1. Skipping the explicit “do not implement” list. Without it, Lovable adds settings panels, notification preferences, and admin dashboards because they’re standard. The export bakes the cut list in; don’t strip it.

2. Re-prompting Lovable in casual language after the brief is loaded. Once the brief is in, keep prompts in the same structured style. Casual prompts pull Lovable back toward defaults.

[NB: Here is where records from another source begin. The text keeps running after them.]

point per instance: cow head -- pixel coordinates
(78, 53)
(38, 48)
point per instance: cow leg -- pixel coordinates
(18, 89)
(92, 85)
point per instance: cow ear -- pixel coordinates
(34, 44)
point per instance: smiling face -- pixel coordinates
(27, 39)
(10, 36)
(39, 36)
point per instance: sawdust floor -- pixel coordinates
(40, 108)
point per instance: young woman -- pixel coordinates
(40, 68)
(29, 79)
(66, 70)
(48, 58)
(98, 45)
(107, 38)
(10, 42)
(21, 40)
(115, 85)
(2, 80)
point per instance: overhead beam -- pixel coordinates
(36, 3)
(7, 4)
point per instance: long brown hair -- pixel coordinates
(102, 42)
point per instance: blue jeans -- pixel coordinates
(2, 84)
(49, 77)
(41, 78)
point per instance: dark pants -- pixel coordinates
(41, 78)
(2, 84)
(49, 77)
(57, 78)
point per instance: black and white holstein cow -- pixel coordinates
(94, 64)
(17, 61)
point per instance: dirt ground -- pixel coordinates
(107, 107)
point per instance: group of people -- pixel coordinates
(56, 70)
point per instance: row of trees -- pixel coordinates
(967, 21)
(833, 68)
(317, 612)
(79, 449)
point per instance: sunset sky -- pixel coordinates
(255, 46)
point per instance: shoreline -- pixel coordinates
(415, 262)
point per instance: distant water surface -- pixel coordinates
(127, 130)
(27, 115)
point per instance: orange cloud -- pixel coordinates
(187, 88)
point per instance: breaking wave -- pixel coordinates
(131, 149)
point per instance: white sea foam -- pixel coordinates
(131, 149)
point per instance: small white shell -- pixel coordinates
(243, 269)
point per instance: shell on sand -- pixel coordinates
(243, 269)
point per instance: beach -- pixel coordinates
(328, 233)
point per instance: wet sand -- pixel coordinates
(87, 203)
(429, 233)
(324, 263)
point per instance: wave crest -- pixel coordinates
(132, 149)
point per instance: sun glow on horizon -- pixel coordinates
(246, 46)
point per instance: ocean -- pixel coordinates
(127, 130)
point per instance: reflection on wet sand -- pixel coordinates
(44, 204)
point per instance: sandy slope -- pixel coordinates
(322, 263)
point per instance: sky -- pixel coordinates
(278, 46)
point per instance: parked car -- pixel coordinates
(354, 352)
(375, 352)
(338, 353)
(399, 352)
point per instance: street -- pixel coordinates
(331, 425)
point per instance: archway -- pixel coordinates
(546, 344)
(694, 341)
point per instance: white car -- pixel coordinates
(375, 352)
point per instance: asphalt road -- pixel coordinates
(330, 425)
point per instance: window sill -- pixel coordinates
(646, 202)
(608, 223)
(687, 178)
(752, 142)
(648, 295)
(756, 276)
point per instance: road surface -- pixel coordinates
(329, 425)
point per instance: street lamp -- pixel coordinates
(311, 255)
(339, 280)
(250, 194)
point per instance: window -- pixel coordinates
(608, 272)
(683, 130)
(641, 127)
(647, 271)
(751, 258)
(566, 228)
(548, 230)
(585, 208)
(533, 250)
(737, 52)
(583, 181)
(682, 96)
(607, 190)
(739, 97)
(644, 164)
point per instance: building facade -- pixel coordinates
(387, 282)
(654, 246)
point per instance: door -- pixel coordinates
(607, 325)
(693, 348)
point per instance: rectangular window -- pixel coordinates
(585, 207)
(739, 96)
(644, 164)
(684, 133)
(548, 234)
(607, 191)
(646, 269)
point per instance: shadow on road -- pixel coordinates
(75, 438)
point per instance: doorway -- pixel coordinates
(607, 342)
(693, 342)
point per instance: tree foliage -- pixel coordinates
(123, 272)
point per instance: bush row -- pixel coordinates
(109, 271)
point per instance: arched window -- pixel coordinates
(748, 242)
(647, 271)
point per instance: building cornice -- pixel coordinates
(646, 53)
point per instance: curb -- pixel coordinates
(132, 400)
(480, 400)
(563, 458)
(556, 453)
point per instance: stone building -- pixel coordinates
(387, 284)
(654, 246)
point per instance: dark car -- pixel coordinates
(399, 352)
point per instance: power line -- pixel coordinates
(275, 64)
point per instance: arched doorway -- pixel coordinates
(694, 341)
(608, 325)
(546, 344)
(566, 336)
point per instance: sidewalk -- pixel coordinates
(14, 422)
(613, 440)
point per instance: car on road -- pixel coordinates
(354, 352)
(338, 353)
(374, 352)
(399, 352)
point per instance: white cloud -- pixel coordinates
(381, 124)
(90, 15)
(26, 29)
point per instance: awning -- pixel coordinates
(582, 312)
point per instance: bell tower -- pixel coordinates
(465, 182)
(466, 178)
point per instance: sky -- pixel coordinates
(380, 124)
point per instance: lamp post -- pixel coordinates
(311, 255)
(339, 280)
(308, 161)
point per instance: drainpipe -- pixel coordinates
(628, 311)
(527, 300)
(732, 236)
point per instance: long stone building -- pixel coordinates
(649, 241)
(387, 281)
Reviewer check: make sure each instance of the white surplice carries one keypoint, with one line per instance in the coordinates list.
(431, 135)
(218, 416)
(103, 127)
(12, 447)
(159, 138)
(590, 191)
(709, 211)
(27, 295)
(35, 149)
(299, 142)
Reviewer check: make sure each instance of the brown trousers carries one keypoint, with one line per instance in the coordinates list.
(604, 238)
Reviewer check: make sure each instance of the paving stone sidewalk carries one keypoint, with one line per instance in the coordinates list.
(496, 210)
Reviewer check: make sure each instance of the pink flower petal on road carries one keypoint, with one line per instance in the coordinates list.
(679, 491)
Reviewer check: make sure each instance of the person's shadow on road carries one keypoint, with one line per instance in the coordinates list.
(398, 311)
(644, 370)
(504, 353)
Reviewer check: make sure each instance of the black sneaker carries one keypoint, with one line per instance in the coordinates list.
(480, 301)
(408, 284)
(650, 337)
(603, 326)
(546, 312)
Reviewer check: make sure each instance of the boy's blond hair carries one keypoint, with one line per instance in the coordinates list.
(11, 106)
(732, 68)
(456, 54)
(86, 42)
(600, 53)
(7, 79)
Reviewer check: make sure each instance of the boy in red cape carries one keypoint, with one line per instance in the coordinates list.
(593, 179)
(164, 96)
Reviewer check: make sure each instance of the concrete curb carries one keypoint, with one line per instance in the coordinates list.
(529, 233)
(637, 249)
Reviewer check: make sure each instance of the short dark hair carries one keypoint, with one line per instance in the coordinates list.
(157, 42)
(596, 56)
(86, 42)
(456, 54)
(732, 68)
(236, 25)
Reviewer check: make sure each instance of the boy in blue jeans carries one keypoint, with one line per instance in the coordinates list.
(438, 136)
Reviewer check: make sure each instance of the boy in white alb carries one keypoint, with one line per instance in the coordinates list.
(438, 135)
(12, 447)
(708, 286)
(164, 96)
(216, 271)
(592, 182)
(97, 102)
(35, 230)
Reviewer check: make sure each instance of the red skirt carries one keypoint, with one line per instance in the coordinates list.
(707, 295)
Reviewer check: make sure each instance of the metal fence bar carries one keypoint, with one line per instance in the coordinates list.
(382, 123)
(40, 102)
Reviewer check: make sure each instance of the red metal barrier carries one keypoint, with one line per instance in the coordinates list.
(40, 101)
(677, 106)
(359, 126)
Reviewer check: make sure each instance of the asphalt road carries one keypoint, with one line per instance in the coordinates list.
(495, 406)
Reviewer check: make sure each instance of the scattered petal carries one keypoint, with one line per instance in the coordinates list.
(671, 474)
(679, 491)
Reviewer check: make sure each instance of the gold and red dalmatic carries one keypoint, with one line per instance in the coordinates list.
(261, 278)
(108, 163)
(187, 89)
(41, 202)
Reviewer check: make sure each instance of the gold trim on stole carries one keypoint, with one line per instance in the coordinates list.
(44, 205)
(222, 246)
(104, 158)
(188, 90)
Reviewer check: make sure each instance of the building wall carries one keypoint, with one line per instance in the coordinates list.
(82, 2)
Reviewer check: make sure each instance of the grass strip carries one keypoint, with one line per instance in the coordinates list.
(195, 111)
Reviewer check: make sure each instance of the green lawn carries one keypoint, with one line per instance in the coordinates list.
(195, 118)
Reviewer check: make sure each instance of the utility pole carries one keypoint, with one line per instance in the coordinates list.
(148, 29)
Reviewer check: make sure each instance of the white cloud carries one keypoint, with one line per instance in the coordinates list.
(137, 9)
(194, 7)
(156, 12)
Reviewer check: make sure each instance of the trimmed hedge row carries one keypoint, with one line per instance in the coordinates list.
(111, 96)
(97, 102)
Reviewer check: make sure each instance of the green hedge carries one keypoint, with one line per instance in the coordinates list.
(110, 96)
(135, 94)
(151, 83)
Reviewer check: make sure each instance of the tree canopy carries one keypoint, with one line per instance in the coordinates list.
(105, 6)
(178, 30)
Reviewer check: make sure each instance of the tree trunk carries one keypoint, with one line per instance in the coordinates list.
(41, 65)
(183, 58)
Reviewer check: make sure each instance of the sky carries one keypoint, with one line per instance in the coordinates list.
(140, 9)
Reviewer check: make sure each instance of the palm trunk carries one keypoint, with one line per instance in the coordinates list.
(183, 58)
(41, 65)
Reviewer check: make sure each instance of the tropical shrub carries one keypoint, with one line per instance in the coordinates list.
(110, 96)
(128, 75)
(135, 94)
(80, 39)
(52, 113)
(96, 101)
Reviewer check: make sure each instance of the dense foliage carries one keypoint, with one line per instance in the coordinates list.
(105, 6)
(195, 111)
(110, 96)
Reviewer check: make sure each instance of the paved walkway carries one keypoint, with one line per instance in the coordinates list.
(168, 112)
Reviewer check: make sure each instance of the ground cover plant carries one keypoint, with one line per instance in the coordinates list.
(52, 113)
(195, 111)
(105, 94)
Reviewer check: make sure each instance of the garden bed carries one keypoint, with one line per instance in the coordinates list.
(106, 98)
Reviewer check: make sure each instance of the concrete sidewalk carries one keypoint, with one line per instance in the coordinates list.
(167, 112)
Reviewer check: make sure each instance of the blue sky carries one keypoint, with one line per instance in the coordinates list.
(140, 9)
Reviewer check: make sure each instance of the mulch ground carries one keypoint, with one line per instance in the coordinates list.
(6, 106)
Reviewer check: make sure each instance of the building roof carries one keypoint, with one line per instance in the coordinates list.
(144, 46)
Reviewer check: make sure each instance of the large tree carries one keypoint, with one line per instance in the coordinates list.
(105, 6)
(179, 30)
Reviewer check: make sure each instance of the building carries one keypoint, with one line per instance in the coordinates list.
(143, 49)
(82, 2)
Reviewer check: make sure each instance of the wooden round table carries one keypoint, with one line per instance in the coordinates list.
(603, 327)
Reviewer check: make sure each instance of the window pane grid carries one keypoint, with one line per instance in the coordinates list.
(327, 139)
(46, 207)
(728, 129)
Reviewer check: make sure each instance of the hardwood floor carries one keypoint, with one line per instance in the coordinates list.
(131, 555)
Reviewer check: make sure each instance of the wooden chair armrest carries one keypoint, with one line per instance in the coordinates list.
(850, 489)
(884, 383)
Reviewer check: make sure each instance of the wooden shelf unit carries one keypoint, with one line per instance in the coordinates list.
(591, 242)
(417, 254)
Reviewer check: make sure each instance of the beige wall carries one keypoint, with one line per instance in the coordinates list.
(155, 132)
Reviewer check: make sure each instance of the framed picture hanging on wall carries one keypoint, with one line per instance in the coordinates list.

3. Not uploading the knowledge file. The brief seeds the first build but isn’t loaded into every subsequent chat. The knowledge file is. Without it, validation context decays after a few iterations.

Further reading

Frequently asked questions

What is Lovable and what makes it different?
Lovable is an AI app builder: describe an app in plain English, Lovable generates a working full-stack app with React + Supabase. It's the most agentic of the AI builders. The output is closer to a deployable product than a prototype. The cost: without explicit context, Lovable defaults to maximalist scope (it ships features it thinks are 'standard for SaaS'). The ShipFit export constrains that to what your validation said V1 should be.
What does the export contain?
A project brief written from your validated playbook (buyer, V1 scope, pricing, brand voice, copy guidelines, the cut Delight features marked 'do not implement') and a knowledge file you upload to Lovable so the validation context persists across multiple chat sessions. The brief seeds the first build; the knowledge file keeps the agent on track for every subsequent change.
Does this work with Lovable's free tier?
Yes for one project. Lovable's free tier limits message count per day; the brief works on free, but iterative refinement burns through quickly. Paid tiers (Lovable Pro, Team) lift the limit. The ShipFit export uses no separate API.
Why use a brief instead of describing the app to Lovable in plain English?
Lovable's agent shipped to a casual prompt produces the most-likely SaaS app, which is generic. Lovable shipped to a brief with your validated buyer, the explicit V1 scope, and the cut Delight list produces an app that matches your validation. The brief also makes Lovable's outputs predictable across re-runs, which matters when the agent decides to rebuild a section.
Can I use Lovable + Cursor together?
Yes, and most teams do. Lovable for the V1 build (especially when you don't have a frontend stack opinion yet), then export the codebase and open it in Cursor for ongoing development. ShipFit's stage 9 configures both with the same validated playbook so the V1 scope discipline survives the handoff.